Family and grandchildren events are fairly frequent. In November, we were altogether (on the Beswick side) celebrating Robert's 50th birthday. David delighted in searching out old photos and putting them on a disc to show on a computer at the lunch. Mathieson (2), Robert and Catherine's son, is so like Robert, was at his age. Andrew, just back from a trip to London for Amnesty International, along with Paula and their two children Amelia and Thomas are a busy family with Paula, like Bruce, also working on her PhD. Helen and Mark and two of their sons James and Tim, both now doing university studies, with Alice (14) in High School, were up from Port Fairy, a 5 hour drive from Melbourne. Helen and Mark have just sold the art gallery and coffee shop they bought a couple of years ago. Mark has resumed teaching and is acting principal of a school near Warrnambool, and Helen has another job in social work on health promotion in Aboriginal communities. We were in Tasmania in September for a gathering of the wider (and it is wide) Beswick family for John (David's brother) and Dot's 50 Wedding Anniversary in the gracious main hall of historic Hobart Town Hall; a warm and enjoyable occasion.

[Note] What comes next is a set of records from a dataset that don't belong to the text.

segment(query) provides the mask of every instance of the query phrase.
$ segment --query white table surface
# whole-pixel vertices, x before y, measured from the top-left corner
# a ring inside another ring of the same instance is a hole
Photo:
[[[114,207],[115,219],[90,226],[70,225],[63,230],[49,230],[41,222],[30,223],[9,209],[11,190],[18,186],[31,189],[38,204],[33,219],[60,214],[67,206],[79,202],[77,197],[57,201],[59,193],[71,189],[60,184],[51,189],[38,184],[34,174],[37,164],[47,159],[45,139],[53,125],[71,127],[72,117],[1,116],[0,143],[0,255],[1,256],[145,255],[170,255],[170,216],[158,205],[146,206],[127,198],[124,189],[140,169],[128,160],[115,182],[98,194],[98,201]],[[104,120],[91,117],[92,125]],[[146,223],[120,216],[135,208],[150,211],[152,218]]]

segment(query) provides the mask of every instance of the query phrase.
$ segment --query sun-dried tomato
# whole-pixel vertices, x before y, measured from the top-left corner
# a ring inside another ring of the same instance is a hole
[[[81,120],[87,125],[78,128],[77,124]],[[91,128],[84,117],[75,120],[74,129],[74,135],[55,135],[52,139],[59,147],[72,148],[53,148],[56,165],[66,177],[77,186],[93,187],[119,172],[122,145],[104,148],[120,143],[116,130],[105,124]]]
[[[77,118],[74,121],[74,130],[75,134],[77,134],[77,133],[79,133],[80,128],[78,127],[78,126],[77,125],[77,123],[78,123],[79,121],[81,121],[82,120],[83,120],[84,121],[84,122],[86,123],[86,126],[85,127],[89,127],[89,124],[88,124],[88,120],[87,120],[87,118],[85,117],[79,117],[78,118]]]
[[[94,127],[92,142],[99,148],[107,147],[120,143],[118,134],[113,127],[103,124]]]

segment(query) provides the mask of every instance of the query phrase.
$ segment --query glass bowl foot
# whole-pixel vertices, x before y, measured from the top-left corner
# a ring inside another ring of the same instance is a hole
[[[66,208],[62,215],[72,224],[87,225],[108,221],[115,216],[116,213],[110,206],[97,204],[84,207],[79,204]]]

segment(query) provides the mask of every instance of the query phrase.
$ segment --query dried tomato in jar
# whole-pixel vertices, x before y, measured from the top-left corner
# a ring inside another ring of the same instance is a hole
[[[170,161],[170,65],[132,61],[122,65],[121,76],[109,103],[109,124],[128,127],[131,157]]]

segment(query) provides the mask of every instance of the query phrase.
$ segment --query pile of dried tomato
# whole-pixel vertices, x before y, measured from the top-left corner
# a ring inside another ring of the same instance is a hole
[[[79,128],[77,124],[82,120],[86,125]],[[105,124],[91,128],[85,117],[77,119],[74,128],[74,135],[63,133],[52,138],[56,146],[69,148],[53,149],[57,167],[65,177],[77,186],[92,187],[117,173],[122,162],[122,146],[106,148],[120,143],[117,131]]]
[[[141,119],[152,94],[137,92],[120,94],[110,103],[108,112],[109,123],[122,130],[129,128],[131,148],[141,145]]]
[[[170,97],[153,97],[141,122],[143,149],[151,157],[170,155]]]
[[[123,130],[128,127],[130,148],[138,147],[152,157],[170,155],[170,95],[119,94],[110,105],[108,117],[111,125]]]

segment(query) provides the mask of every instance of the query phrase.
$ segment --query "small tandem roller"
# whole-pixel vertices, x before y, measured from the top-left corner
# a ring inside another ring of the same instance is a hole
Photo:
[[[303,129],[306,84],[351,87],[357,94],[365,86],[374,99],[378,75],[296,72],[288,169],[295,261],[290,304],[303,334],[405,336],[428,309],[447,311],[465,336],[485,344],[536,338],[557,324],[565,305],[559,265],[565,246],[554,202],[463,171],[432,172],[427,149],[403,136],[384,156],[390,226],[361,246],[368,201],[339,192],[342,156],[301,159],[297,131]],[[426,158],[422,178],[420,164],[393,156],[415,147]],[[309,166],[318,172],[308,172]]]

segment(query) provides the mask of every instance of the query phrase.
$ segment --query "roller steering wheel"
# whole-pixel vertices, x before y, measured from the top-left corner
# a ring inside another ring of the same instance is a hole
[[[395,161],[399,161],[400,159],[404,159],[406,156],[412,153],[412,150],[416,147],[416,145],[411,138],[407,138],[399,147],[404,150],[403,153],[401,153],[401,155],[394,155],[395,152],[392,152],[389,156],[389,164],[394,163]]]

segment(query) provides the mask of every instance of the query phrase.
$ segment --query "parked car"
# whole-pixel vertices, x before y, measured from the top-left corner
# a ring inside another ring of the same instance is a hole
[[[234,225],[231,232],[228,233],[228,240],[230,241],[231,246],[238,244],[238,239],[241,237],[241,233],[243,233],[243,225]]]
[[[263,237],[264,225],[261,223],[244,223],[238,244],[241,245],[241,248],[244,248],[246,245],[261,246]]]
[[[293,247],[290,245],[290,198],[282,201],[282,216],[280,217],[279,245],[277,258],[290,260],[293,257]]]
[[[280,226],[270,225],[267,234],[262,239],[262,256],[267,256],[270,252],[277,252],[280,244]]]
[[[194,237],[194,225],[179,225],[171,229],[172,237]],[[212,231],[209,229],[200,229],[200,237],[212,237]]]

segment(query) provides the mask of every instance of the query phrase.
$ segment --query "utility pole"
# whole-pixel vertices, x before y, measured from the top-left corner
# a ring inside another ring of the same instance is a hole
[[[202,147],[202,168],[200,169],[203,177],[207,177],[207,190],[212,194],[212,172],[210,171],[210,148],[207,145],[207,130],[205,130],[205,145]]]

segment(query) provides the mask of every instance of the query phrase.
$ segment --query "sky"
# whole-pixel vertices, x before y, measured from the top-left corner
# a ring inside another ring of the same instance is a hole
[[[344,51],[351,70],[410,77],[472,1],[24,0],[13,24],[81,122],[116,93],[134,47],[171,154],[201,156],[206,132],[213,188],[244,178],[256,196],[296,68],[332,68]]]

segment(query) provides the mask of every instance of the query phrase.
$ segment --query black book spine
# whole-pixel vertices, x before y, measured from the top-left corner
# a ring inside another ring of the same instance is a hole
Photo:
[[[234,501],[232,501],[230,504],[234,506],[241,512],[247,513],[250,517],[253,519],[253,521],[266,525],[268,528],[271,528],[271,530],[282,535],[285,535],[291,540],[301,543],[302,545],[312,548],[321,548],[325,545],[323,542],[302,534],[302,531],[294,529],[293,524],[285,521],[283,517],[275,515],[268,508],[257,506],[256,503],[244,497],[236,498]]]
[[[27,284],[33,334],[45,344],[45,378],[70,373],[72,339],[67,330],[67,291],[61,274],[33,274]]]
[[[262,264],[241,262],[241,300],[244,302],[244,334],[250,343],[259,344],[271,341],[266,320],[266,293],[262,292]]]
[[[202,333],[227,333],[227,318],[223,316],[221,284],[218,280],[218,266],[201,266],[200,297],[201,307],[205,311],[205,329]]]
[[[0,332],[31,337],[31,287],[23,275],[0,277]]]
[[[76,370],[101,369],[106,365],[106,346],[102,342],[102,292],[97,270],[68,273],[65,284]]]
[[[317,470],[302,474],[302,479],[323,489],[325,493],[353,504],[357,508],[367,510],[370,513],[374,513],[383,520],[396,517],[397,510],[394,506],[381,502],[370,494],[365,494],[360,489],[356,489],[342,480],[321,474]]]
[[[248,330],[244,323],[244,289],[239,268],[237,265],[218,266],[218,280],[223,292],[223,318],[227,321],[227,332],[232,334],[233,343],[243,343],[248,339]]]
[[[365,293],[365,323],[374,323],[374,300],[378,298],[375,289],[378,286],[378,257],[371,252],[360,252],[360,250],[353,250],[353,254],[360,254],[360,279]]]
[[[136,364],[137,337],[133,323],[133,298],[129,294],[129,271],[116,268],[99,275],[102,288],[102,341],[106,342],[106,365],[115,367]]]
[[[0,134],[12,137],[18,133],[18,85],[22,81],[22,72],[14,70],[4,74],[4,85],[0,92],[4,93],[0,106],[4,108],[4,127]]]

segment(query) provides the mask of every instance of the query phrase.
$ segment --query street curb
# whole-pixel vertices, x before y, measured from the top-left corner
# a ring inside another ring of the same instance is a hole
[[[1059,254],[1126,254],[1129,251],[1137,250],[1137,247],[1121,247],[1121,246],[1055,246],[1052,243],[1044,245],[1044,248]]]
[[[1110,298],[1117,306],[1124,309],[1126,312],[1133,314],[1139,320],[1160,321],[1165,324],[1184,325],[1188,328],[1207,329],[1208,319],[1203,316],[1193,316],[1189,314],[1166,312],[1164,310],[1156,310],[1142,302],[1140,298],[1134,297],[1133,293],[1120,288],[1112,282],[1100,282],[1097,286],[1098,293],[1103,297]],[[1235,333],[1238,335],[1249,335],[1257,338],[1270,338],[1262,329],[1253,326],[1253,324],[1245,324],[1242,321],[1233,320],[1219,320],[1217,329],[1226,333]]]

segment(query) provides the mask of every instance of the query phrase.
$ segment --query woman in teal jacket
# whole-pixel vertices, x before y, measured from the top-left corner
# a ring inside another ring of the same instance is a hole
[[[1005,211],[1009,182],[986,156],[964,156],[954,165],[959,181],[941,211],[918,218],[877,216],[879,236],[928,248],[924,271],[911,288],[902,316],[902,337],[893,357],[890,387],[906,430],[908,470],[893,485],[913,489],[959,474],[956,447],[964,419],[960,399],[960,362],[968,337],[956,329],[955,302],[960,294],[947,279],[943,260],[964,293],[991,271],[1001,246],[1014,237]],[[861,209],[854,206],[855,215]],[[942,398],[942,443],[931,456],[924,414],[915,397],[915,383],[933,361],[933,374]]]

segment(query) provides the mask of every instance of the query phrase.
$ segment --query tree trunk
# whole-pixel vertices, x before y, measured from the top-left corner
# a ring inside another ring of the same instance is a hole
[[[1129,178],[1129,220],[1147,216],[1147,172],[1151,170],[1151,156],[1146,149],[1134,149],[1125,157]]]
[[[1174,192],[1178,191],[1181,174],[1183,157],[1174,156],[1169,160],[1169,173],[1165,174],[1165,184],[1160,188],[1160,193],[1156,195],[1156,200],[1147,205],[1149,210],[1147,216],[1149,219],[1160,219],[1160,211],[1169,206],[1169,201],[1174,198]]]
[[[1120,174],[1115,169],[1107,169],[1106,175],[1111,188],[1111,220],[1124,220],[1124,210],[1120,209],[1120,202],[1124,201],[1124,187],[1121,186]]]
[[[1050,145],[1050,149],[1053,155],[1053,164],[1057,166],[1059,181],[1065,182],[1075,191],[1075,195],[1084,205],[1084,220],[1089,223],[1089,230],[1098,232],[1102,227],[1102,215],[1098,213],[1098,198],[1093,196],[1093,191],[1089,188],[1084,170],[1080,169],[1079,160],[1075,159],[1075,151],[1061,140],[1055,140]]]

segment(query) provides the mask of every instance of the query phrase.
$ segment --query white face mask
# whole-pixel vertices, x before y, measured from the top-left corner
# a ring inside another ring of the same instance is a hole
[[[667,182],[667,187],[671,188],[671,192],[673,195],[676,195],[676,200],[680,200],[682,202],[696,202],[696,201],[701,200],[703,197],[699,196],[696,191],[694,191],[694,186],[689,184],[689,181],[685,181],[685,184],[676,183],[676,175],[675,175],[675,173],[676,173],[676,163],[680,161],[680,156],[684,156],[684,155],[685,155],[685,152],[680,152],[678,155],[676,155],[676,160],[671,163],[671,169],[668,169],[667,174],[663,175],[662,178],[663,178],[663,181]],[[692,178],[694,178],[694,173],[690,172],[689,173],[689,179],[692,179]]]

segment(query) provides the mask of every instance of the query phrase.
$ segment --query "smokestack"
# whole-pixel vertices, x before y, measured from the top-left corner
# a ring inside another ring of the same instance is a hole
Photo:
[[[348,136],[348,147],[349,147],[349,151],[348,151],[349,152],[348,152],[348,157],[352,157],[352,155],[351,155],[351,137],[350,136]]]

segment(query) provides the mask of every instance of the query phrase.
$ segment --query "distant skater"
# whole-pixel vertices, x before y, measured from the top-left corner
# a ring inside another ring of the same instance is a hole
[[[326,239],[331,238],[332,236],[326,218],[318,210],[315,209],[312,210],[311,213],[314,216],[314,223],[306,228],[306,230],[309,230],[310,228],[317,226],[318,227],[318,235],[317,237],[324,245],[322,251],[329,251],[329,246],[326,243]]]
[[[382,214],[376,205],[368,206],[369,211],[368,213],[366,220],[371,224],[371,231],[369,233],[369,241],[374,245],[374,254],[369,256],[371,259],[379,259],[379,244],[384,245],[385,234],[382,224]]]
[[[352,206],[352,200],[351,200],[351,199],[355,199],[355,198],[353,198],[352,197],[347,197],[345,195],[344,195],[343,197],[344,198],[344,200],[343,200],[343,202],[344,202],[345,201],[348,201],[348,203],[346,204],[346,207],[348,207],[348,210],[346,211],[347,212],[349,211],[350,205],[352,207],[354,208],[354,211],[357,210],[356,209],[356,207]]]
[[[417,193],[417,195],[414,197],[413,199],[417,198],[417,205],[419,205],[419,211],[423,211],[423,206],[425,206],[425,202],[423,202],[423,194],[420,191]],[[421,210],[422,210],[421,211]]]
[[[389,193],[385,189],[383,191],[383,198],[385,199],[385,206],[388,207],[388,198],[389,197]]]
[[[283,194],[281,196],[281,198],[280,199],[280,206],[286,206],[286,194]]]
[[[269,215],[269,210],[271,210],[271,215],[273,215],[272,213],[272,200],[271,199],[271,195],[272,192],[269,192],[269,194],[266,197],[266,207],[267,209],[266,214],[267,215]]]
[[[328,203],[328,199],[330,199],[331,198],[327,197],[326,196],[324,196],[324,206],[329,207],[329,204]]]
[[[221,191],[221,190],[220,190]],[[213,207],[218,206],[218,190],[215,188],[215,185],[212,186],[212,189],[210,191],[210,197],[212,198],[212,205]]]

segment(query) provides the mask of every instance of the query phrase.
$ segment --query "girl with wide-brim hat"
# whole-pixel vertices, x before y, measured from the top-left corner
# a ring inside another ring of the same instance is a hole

Two of Hazel's family are on opposite sides of Australia. Barton and Jo continue to enjoy Perth with their two, Charlton and Sienna. Sara and Barb have now moved back to Canberra working for the Federal Govt. on environmental and sustainability issues. We will miss their home in Brisbane, a warm sub-tropical refuge from the Melbourne winter. Drew and Gabriella in Melbourne have had a 'big' year accompanying Adam through the VCE process completing high school - not so exciting for them as their trip to the USA at the end of last year, when they went and discovered Ron's thesis at Boston Uni., Drew's birthplace in Gardner, Mass. along with Las Vegas, L.A. and N.Y. It has whetted their appetite for more travel. Simon, Anita and family are leaving soon for three months in Europe on study leave.
We two continue with our academic, church and community interests, delighting in our family and our life together now already over seven years, maintaining reasonably good health but with the years showing some signs of wear and tare. We are most thankful for the life we have and for all God's gifts, especially in remembering the birth of Christ at this time, and we pray for fulfillment of our hopes for peace and justice in the world at large.
With love and best wishes: our thoughts go out to you, our family and friends far and wide.